Americorp students help plant tomatoes

Today I had some AmeriCorps students help plant some of my tomatoes. I think we planted about 25 of them. What a great bunch of young adults giving service. In case you didn’t know AmeriCorps is like the Peace Corps  (only here in America) where people join and give their time and energy for one year to help communities and farms and learn many skills on their journeys. I explained how I plant tomatoes and  gave them some handouts to take home explaining the process. I hope they take back this information to their communities and share their new tomato growing skills! My only regret is I didn’t get a picture of them before they left! A big thanks to all of you who helped today!

Started planting tomatoes May 11


I started transplanting tomatoes into the new garden section. My friend Tom, and I got 15 of them in the soil-all ready to go. We added to each hole: more compost, yum-yum mix, mycorrhizal fungi (for root growth), worm castings, epsom salts (for many blossoms), and dry milk (adds calcium to avoid blossom rend rot later). And this year to (hopefully) conserve on water usage, I’m trying silicon gel granules and some volcanic ash, both of which will keep water longer around the plant root zone.  All this stuff is mixed up with some of the existing soil in the hole.  Then we put the tomato plants in (and if they are rootbound, open the roots up a little), made a well around each one and water each hole several times to get the soil wet. Then I go back a third time and water in some Superthrive and seaweed fertilizer (helps with plant transplant shock). Afterwards I put a drip line around each plant and then put a wall-of-water around each of them to keep them warm at night because just when we think we are out of the woods weatherwise, it gets cold again.

To keep the wall-of-waters from collapsing when the wind gets blowing hard, I put some bamboo stakes inside the walls as shown in the second picture. Overkill? Maybe. But I will get some fantastic tomatoes during the season. I still need to put the main drip hose (1/2 inch size) around the perimeter of the patch and connect each individual drip line to it but I can hand water every other day for now till I get to it. Planting is the hands on intensive part-later it will be a breeze watching them grow..

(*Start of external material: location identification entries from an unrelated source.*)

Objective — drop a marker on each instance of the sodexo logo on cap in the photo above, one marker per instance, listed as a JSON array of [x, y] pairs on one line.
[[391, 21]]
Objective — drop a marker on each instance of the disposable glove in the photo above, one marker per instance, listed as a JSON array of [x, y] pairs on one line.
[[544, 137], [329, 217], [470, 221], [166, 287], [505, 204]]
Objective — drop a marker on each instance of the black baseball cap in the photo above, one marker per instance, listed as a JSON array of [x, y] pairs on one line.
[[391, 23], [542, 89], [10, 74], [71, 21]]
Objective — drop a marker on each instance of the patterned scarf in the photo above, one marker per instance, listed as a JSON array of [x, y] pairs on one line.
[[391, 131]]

Tomorrow-May 16, Amy Hetager, from Home Grown New Mexico, is coming with her students from Americorp to plant some more tomatoes. No shortage here-still got 55+ tomatoes to put in the ground!

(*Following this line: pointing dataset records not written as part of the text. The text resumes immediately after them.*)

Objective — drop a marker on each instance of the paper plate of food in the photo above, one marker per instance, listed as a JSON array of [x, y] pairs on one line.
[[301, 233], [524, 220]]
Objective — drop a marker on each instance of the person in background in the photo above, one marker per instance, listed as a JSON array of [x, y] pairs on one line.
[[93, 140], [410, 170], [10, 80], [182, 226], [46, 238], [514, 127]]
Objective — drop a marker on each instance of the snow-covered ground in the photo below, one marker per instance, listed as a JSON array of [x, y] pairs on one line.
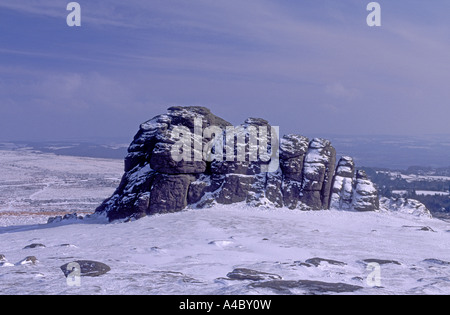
[[35, 185], [192, 252]]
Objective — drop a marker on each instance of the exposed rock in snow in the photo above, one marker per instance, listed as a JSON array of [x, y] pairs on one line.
[[250, 274], [215, 163], [29, 260], [85, 268], [404, 205], [365, 195], [34, 245], [342, 190]]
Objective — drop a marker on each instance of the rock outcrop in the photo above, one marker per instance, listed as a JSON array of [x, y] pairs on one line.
[[189, 157]]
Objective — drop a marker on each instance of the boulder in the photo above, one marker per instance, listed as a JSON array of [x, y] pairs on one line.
[[85, 268], [253, 275]]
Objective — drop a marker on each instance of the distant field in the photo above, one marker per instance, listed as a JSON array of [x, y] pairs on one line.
[[38, 185]]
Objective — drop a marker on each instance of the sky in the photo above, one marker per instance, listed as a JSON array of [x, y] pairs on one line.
[[310, 67]]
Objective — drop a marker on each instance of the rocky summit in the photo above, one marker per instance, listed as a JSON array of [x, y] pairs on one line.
[[189, 157]]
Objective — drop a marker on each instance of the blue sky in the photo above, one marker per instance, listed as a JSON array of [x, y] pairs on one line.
[[310, 67]]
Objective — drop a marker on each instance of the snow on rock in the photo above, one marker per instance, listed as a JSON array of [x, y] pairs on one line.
[[365, 195], [307, 178]]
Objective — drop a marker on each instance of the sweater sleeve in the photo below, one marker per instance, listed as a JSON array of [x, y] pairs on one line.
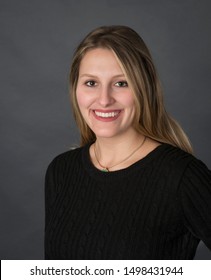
[[195, 194], [53, 182]]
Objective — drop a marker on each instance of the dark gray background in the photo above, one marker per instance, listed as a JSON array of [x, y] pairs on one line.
[[37, 41]]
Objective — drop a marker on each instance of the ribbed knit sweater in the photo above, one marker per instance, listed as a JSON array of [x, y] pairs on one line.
[[157, 208]]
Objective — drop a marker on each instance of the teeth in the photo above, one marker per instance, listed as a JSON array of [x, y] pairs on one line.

When Will I Plant Tomatoes?

I think I’m going to start planting tomatoes by the weekend.  I won’t get all of them in but this will be the EARLIEST I have ever planted here in Santa Fe. I checked the weather for the next 10 days and no freezing weather is projected. Of course it’s always a crap shoot here in NM but I think the odds might be in our favor this year. I will still put them in wall of waters (WOWs) because they grow so much faster in them than without them and if we get a freeze, they offer lots of protection.  But I will hold off on the eggplants and peppers for a little while longer cause they want HEAT. I checked the weather for the next 10 days and no freezing weather is projected. I’m not recommending anyone plant before our last freeze date of May 15th, just letting you know what I’m thinking. Unbelievably beautiful weather-so different then last year’s-no wind, no freezing weather-just fabulous! Time to spend lots of time in the vegetable garden!

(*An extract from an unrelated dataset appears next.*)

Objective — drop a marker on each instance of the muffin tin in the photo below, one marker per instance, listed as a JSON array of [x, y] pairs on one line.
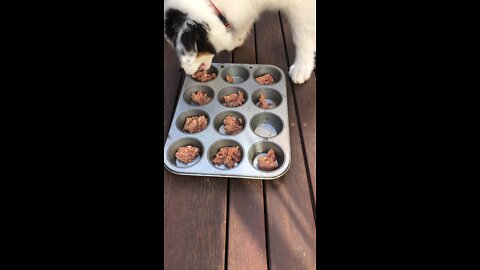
[[210, 140]]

Tomatoes are doing excellent in Wall of Waters

tomatoes coming out of wall of waters

All of my tomatoes that are in Wall of Waters are kicking ass right now, many of them outgrowing the Wall of Waters  (WOW) and needing me to take the WOW off. The 2 tomatoes that didn’t have Wall of Waters (I ran out) are struggling, even under row cover for protection. It is amazing to me how good the tomatoes do inside those wall of waters and how poorly they do without them. The Wall of Waters act like little greenhouses and are worth every dollar they cost. As a result almost all of my tomatoes have a great head start on the season. I know I’ve talked about them before, but they are worth a mention again. If you want to be really successful with tomatoes, I think you must get these and use them when you first transplant.

My tomatoes are in!

55 tomatoes planted May 15th!

Each year I grow a lot of tomatoes, and I need a lot of tomatoes, what with being ‘The Tomato Lady’ at the Santa Fe Farmers Market later this summer. This year is no exception. Some friends of mine, Mernie and Lynne and Elodie and myself planted 55 tomatoes yesterday! And we did it in record time. I know some time was saved with the drip system in and the holes pre-dug but still it seemed to go faster this year. We acted like a smooth, oiled machine! Mernie and I went around and put all the amendments in the holes first, then I brought out the tomatoes and Mernie and I planted them while Elodie and Lynne followed behind putting up the wall of waters and then watered the plants with Seaweed and Thrive. Afterwards, I took them all to lunch as a GREAT BIG THANK YOU! I’m going to owe them a lot of tomatoes! I still have about a dozen more tomatoes to plant (front blank bed) but need to provide more drip line for them. What a relief-I almost feel like I’m back on track in the garden! Almost..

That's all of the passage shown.